Si le partenariat avec le club londonien prendra vraisemblablement fin en 2026, le Qatar, propriétaire du PSG, est un allié de poids. L'État du Golfe est devenu actionnaire principal de Rwand'Air, et premier financeur du prochain aéroport international à Kigali, s'impliquant également dans la médiation avec la RDC.
Pour le moment, les accords imposés début décembre par l'administration Trump n'ont pas stoppé l'offensive rwandaise au Congo. Ceux-ci prétendent pacifier la région du Kivu et mettre fin au commerce des « minerais de sang », illégalement acquis par des groupes armés. Le texte parle de sécuriser le territoire et les « réserves stratégiques de minéraux », ouvrant la voie à « un investissement américain accru afin de diversifier le secteur minier congolais ». En bref, la paix permet d'ouvrir en grand les écluses des richesses congolaises aux entreprises américaines. Et pour cause : le concurrent chinois est déjà implanté depuis belle lurette grâce au géant minier Sicomines…
L'accord paraît équilibré : la RDC s'engage à cesser son soutien au Front de Libération du Rwanda (groupe armé hutu qui s'est réfugié au Congo après la prise de pouvoir de Kagame), tandis que le Rwanda promet de retirer ses milices du Kivu. Mais en réalité, le document est à l'avantage de Paul Kagame : le M-23, soutenu par le Rwanda, est évoqué comme un groupe armé à part, et donc non concerné. Tout récemment, la presse faisait état de 500 000 Congolais déplacés, plus de 60 000 ayant rejoint le Burundi, aligné militairement aux côtés de la RDC. Dans la foulée de la signature des accords, le M-23 s'est emparé d'Uvira, 2e ville du Sud-Kivu, même s'il a proposé de s'en retirer face à la colère américaine. Les tortures et les massacres continuent, le pillage avec. Jusqu'à quand ? Paul Kagame continue de nier son soutien au M-23, tout en soulignant l'impératif de lutter contre les autorités congolaises prêtes, selon lui, à perpétrer un génocide contre les Tutsi du Congo. 30 ans après le génocide, les conflits ethniques sont très loin d'être apaisés, et le Rwanda soutient des massacres prétendant en prévenir d'autres. Près de 7 000 morts depuis janvier 2025, selon le gouvernement congolais.
Depuis la fin du génocide rwandais en 1994, près de 6 millions de personnes seraient décédées, victimes des nombreux conflits qui ont opposé le Front patriotique rwandais au pouvoir et la RDC (cf. LSDJ n°2388).
- Grâce au pillage systématique de son voisin congolais, le Rwanda peut exporter 50 fois plus d'or qu'il n'en extrait de son sol.

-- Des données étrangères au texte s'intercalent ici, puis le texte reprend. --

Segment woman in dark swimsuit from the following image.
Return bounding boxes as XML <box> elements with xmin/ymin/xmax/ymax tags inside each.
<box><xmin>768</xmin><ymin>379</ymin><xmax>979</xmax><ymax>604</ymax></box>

- L'Occident investit dans les minerais critiques vendus par le Rwanda, choisissant d'ignorer ce pillage.
- Le slogan "Visit Rwanda", déjà mis en avant par plusieurs grands clubs européens, dont le PSG, vient de débarquer sur le marché américain : en NBA et en NFL.
- Malgré les accords imposés par l'administration Trump. La milice M-23, soutenue par le Rwanda, continue ses massacres en RDC.